Chapter Twenty One

11.6K 412 206
                                    

Blaze:

I leisurely opened up my eyes as the aching of my body was too much to bear. I sunk my elbows in the bed I laid in to lift myself up. The excessive beeps of the monitor next to me helped guide my memory back together. My eyes ran along the large, bright room equipped with machines. I noticed stuff animals hogging chairs and balloons hugging the ceiling. A bag stuffed with clothes that resembled mine rested in front of my feet. From the smell that lingered on my skin, I concluded I've probably been settled in this room for some time.

Emotions raged my mind, and one that burst with passion was anger. I was angry at myself for not being able to make it to my room, and I was angry at my parents and Luke for screaming for help. I felt a sense of emptiness too, that pushed down on my shoulders. But never in my life did I think emptiness could be so heavy. I wanted to be dead, I needed to be dead. I knew though, as I sat in a bed with a hospital dress wrapped around my body, I miserably failed. It felt humiliating, that again, I was just the laughing stock of the family. And I could feel the bags under my eyes, I could feel the soreness of my throat, and I could feel that I was saved from death, not pain.

With the little energy swarming in my body, I swung my legs over the bed. I winced as my feet touched the arctic ground, sending shivers down my spine. I ignored it though, as I stood up. I felt like a newborn walking for the first time as I clenched onto my bed for support. Before I made my next step, someone abruptly walked into the room.

"Blaze." I shook my head in disbelief as I watched the person speak my name.

"Sarah, what are you doing here?" I questioned my old therapist as she strolled over to me.

"Sit down, you've been out for almost two days. How could you possibly walk correctly!" Sarah informed me, taking my hand.

I looked at her, wide eyed as I adjusted myself back onto the bed. "No." I said flabbergasted, shaking my head.

"Yes, Blaze I thought you were doing better!" Sarah said, sitting next to me on the bed.

I stayed quiet as I watched her get comfortable. I took in her appearance, her gray sweatshirt that swallowed her petite body and her black leggings that covered her legs. Even her face was makeup clear and her caramel hair was pulled tightly into a ponytail. I smiled as she looked at me.

"Hey you don't look any better! And your Mother called me last minute with a first class plane ticket to New York. " She teased, sticking out her tongue. "But honestly Blaze, what happened that day? I talked to a few of your friends who waited for you, and your parents. But I want to hear your side." She pulled out a little yellow notepad, her mouth clicking open her pen.

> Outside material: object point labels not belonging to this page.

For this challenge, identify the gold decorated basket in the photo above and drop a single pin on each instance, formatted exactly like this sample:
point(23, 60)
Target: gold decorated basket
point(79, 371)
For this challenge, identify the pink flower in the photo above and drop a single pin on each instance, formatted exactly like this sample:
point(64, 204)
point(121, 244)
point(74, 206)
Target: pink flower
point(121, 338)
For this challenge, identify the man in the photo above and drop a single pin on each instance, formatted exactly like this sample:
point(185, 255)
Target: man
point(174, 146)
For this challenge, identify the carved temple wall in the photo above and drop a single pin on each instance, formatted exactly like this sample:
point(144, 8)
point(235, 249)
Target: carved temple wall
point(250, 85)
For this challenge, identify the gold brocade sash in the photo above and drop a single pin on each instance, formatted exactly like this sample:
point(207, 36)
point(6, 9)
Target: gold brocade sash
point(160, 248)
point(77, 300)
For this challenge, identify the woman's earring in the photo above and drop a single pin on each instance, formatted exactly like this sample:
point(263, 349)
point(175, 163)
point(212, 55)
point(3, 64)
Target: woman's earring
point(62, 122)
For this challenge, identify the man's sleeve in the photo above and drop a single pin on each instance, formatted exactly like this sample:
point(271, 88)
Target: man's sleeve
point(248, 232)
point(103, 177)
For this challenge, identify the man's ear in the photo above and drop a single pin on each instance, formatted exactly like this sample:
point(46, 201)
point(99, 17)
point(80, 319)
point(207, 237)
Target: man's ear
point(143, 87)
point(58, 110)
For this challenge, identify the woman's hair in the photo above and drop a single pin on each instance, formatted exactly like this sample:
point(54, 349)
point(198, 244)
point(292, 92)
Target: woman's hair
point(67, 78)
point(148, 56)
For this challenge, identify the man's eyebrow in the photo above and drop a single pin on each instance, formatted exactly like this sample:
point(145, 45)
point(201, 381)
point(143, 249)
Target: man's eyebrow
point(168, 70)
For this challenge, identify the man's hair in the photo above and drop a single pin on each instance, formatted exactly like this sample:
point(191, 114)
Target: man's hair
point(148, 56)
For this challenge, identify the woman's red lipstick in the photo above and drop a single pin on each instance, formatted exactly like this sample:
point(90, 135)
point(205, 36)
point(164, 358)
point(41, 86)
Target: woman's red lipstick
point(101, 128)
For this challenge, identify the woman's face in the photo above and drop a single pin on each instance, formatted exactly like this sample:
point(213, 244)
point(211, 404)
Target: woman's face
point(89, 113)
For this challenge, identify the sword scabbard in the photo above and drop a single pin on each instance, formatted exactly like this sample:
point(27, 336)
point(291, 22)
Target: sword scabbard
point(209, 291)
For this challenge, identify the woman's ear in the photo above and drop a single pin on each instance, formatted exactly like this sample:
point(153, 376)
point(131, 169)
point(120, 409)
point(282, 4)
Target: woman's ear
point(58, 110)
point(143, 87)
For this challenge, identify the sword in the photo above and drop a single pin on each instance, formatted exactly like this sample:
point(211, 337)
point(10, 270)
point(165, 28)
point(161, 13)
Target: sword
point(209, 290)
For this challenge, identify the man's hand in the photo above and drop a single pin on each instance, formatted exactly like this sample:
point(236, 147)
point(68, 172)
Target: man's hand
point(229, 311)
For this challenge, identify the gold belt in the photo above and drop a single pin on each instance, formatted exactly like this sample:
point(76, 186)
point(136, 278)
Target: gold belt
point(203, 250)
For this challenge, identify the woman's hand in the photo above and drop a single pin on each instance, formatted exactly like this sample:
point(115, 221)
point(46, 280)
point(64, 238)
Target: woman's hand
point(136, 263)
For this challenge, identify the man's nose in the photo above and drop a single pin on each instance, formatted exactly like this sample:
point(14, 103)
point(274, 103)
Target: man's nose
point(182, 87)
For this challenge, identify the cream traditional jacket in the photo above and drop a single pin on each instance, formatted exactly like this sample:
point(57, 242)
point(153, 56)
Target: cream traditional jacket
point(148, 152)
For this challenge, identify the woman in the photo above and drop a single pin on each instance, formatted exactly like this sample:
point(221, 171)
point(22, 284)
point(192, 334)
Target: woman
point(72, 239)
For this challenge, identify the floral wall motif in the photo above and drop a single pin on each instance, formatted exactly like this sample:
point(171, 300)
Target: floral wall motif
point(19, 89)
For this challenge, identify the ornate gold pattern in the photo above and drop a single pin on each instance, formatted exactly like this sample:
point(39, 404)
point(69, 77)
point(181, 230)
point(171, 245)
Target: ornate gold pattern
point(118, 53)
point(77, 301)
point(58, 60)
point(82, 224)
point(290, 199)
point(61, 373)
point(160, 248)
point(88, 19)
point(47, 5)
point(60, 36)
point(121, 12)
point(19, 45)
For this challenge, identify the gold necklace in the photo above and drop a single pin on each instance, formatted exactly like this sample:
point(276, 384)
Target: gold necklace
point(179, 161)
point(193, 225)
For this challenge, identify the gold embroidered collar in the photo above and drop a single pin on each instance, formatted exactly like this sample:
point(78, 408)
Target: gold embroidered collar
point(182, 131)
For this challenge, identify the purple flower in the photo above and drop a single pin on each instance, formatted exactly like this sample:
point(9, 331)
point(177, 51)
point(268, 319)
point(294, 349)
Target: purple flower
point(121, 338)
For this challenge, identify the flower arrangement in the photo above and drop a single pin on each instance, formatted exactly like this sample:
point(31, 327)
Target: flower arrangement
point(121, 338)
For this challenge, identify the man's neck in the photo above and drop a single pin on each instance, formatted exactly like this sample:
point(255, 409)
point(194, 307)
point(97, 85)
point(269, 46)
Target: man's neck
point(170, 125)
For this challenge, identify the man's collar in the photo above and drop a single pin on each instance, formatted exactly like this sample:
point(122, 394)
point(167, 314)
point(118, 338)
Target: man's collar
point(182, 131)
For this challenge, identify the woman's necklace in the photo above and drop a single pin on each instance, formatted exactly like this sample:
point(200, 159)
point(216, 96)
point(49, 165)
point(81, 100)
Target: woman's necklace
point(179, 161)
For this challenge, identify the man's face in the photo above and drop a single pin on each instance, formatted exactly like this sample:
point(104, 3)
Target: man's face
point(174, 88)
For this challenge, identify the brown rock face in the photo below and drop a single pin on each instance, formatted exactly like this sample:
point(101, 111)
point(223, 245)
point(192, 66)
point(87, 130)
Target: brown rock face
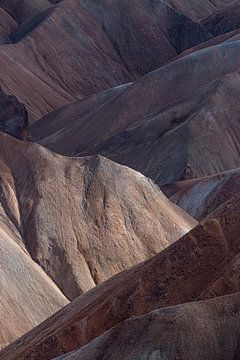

"Where the fuck are my parents?" I asked, attempting to change the subject.

"In a meeting with your doctor, now go on Blaze." She pushed.

I frowned, licking the dryness off my lips before I opened up my mouth. "I want to die."

"Why?" She inquired, not phased by my sentence.

"The world is so wrong, the world is sick. Nothing goes as planned. It was supposed to get better Sarah, I was supposed to be fixed! These pills- these fucking pills you said would fix me, didn't! You said the rain would stop, but I'm drenched, I'm fucking-" I had to pause my words so I could take a deep, needed breath. "I'm sad, okay that was it. I'm sad, I'm lost, confused. My life is shit, I hate myself and- fuck I'm rambling." I wiped the tears that hung loosely on my eyelashes.

"You're getting your feelings out." Sarah nodded her head, writing something on her notepad. "I want you to tell me about this boy your parents said came in to say you attempted. Luke, Blaze."